CLIA Urging Agents to Complete CDC Comment Request Form
The Cruise Lines International Association (CLIA) is working to assist cruise-selling travel advisors to complete Centers for Disease Control (CDC) comment forms requesting public opinions through September 21 regarding potential cruise-line COVID-19 health and safety protocols.
The CDC’s decision to seek public input regarding onboard COVID-19 protocols before cruise lines can again operate led to Wednesday’s announcement from CLIA of its suspension of member lines’ voyages through October 31, said Charles Sylvia, CLIA’s vice president of industry and trade relations.
CDC has earlier extended its no-sail order through September 30, 2020. Speaking Wednesday at a Royal Caribbean International “Coffee Talk” for travel agents hosted by Vicki Freed, Royal Caribbean’s senior vice president of sales and trade support & service, Sylvia encouraged travel agent attendees to complete the CDC questionnaire.
The responses become part of the public record, said Sylvia, and the comment form also allows cruise sellers to detail the impact the CDC’s no-sail order has had on their businesses.
“It’s vitally important [travel agents] comment on what you think the resumption of U.S. cruise operations should look like,” he said. “This is your only and best opportunity to tell the federal government what you are experiencing as a result of the no-sail order, including the impact on your business as well as your perspective as an expert on cruise travel.”

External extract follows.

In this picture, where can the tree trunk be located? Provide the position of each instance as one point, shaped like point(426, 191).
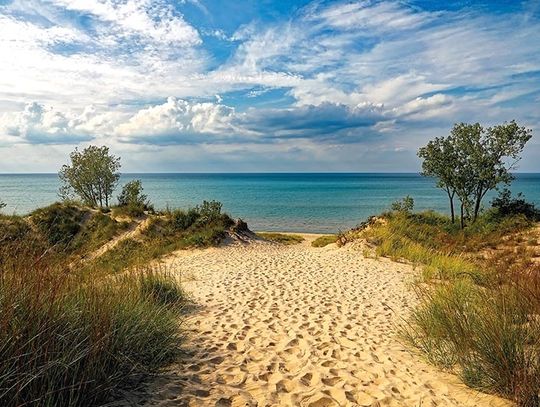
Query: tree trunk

Sylvia added, “We know [cruise ships] are the safest, healthiest, cleanest, most sanitized environments in the entire travel industry. Our industry operates at a higher standard than is imposed on us by regulators. We need to communicate that to CDC. All of the comments gathered will inform future public health guidance related directly to travel on cruise ships.”
Sylvia said CLIA will host a webinar Thursday (August 6) to assist travel agents to complete the CDC forms.
Royal Caribbean, meanwhile, is “actively engaged in working through our healthy return to service plan,” said Michael Bayley, Royal Caribbean’s president and CEO. “We are deeply engaged with the blue ribbon panel we formed some time ago and we are reviewing in incredible detail all of the protocols for a healthy return to service.”
Bayley continued, “Our hope is that we are going to reach a conclusion with our panel towards the end of August [and then] submit the complete comprehensive plan. But now there’s the CDC request, and the deadline for public feedback on September 21. That feedback along with the submission of our plan is one of the reasons we suspended sailings another month. We think it will take some time to work with CDC when they see the full details of the plan and see all of the public comments.”
The cruise line is also working with CLIA in the U.S. and U.K. and the Florida-Caribbean Cruise Association (FCCA) as well as “health experts and multiple governments around the world” on guidelines for the return to service, Bayley said.
Bayley called this week’s news of COVID-19 infections aboard three non-CLIA member cruise ships “unfortunate” and said the episodes “show what a complex challenge this is.”
Bayley explained, “These were two or three smaller brands that operate in a slightly different way, nevertheless it’s unfortunate.” He added, “But it is a learning situation to understand, through the industry associations, how and what happened to create these challenges.”
He also noted that “TUI Cruises in Germany has done four cruises without any incidents and is using different protocols than the brands that experienced the difficulties.”
“The last thing we want to do is return to service and get it wrong. Our clients and travel partners really expect us to get it right and that’s our focus,” he added. Freed said the latest suspension of operations, which she said was the cruise line’s seventh, means “all of our transatlantic departures have been canceled and the balance of our Europe sailings through November.”